N’DJAMENA, Feb 17 (Reuters) - Rebels from Darfur and Sudanese officials met for talks on Thursday in Chad, under international pressure to end a conflict causing what U.N. Secretary-General Kofi Annan has called a near "hell on earth."
|SLA rebels patrol in south Darfur (Reuters) .|
The meeting in Chad’s capital N’Djamena came a day after Annan called on the U.N. Security Council to take immediate action to stop the violence in Darfur, which has killed at least 70,000 people and displaced 2 million.
"Darfur’s people are living in hell," said Chadian President Idriss Deby at the start of the talks, which were also attended by international mediators and African Union (AU) Commission Chairman Alpha Oumar Konare.

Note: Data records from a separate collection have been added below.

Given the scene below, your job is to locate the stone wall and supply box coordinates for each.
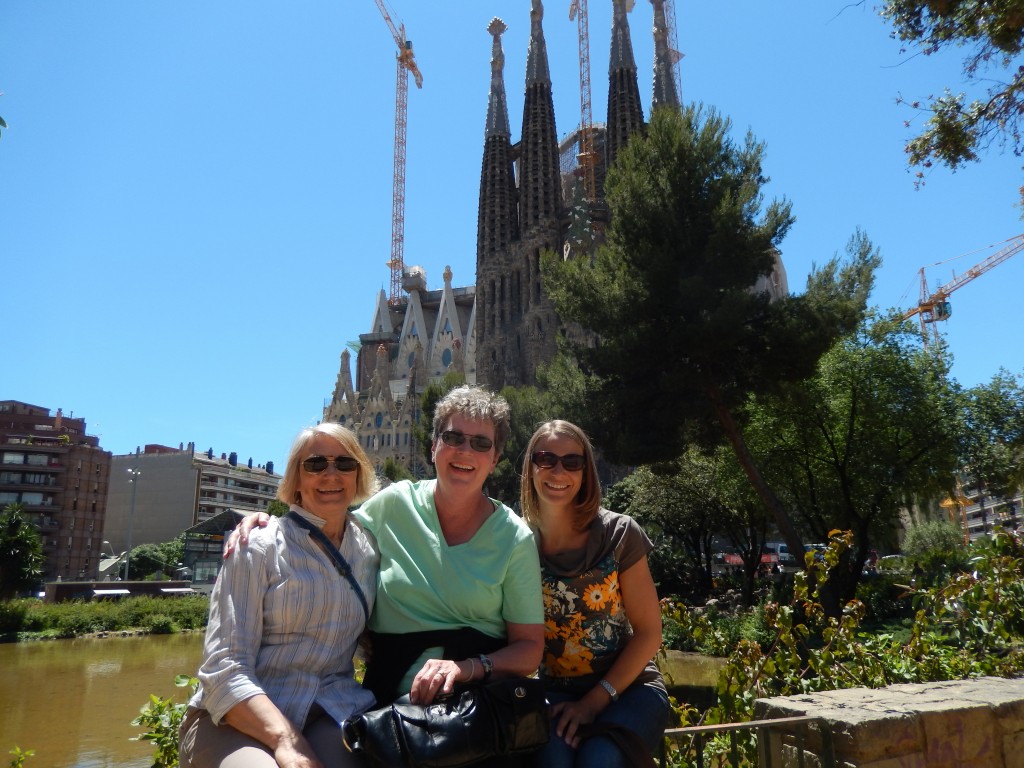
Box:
[755,677,1024,768]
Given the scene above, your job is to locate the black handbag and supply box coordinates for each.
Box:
[341,677,551,768]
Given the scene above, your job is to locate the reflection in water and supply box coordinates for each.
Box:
[0,632,203,768]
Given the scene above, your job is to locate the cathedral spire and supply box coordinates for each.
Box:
[476,16,519,268]
[519,0,561,232]
[650,0,679,112]
[606,0,643,166]
[484,16,512,138]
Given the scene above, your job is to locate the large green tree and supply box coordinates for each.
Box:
[880,0,1024,205]
[962,370,1024,521]
[0,504,43,600]
[749,319,961,614]
[543,106,878,565]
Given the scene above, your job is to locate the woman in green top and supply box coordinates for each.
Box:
[225,386,544,705]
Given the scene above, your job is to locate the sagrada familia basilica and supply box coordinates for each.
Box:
[324,0,787,476]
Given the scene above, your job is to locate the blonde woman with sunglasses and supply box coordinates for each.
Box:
[179,424,379,768]
[519,420,670,768]
[225,386,544,724]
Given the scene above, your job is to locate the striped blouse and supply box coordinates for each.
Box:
[189,506,380,728]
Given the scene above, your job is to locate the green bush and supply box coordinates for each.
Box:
[142,613,181,635]
[0,595,209,637]
[0,600,29,634]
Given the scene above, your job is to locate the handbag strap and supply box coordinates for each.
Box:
[580,723,657,768]
[288,510,370,621]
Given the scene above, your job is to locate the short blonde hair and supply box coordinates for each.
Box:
[432,384,512,456]
[519,419,601,530]
[278,422,379,512]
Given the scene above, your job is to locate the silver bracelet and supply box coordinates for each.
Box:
[597,678,618,701]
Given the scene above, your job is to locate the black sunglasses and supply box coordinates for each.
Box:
[529,451,587,472]
[441,429,495,454]
[302,456,359,475]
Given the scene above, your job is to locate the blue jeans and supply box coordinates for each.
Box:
[537,685,672,768]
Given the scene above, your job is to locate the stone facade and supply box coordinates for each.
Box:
[324,0,786,476]
[755,677,1024,768]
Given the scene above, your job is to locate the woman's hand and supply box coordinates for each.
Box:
[550,692,607,750]
[409,658,473,705]
[223,512,270,559]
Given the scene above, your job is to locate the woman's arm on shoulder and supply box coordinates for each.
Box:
[223,512,270,559]
[606,557,662,691]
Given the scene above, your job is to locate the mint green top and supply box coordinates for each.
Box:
[353,480,544,692]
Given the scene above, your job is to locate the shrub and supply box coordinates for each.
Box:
[142,613,180,635]
[0,600,29,634]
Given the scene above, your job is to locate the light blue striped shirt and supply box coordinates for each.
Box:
[189,506,380,728]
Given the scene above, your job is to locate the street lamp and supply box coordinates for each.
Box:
[125,462,142,582]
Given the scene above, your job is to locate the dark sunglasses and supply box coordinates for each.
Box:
[441,429,495,454]
[302,456,359,475]
[529,451,587,472]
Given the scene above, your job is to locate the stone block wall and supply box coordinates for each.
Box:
[755,677,1024,768]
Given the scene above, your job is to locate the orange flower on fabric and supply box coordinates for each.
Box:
[583,584,608,610]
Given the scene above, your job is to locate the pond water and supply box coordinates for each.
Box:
[0,632,203,768]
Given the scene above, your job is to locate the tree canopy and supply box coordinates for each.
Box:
[880,0,1024,201]
[0,504,43,600]
[543,106,879,561]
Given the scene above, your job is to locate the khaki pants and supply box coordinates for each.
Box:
[178,708,365,768]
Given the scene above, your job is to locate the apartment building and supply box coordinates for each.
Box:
[103,442,281,552]
[0,400,111,582]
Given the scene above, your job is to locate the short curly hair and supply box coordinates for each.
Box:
[431,384,512,456]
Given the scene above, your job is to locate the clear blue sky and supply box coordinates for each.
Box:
[0,0,1024,473]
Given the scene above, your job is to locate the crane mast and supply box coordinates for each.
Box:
[903,234,1024,343]
[569,0,597,203]
[374,0,423,305]
[665,0,683,104]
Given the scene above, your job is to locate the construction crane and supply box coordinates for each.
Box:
[665,0,683,104]
[903,234,1024,344]
[569,0,597,203]
[374,0,423,306]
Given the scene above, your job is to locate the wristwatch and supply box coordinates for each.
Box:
[478,653,495,680]
[597,678,618,701]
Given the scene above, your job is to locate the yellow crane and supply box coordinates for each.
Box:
[569,0,597,203]
[903,234,1024,344]
[374,0,423,305]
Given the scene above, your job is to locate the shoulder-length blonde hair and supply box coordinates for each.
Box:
[519,419,601,530]
[278,422,379,506]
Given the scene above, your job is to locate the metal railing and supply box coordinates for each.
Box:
[660,717,836,768]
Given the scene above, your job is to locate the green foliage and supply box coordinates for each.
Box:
[746,318,958,616]
[902,520,966,560]
[961,370,1024,499]
[667,531,1024,765]
[7,749,36,768]
[266,499,288,517]
[881,0,1024,205]
[0,504,43,600]
[142,613,179,635]
[0,595,209,637]
[131,675,199,768]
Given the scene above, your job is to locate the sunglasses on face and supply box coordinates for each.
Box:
[441,429,495,454]
[529,451,587,472]
[302,456,359,475]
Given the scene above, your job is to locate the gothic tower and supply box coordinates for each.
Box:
[476,0,562,390]
[605,0,644,167]
[650,0,679,112]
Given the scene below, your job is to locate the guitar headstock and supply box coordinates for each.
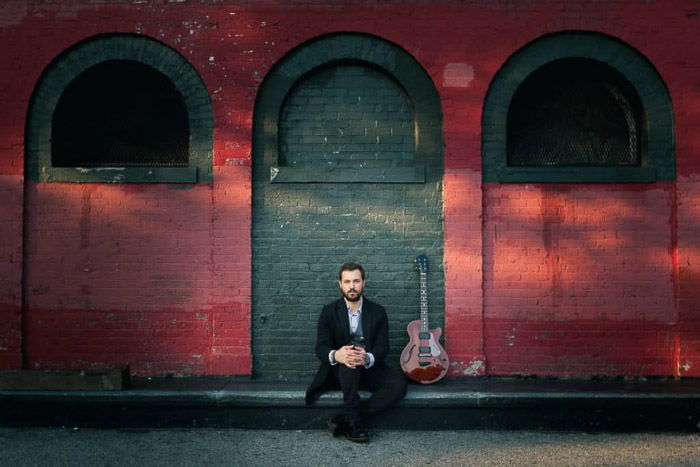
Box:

"We hope the parties will declare a total and definitive ceasefire. It is time for them to respect their commitments," Deby told the talks’ opening session late on Wednesday.
The meeting aims to reinforce Darfur’s oft-violated truce and pave the way for full political negotiations between the warring parties.
Representatives of Darfur’s two main rebel groups — the Sudan Liberation Movement (SLM) and the Justice and Equality Movement (JEM) — attended the talks.
After years of tribal conflict over scarce resources, the rebels took up arms in February 2003, accusing Khartoum of neglect and giving preferential treatment to Arab tribes.
They say the government mobilized Arab militias, known as Janjaweed, to loot and burn non-Arab villages. The government says it recruited militias to fight the rebellion but not the Janjaweed, whom it has called outlaws.
Konare said as soon as the N’Djamena talks were over a team of AU and Chadian officials would be sent to Darfur to map out the positions of the belligerents and verify that promises made were being respected.
"The time of interminable talking is over. We must act fast and well with those who want to remain on course for peace," Konare said.
The talks were due to end later Thursday.
On Wednesday, African heads of state, including the president of Sudan, warned the international community not to send non-African troops or to impose sanctions.
But at the United Nations, Annan backed a call by President Bush’s administration for a travel and assets freeze on those violating the ceasefire.
He said the U.N. Security Council should consider a full range of options — targeted sanctions, stronger peacekeeping efforts, new measures to protect civilians and pressure on all sides for a lasting political solution in the western region.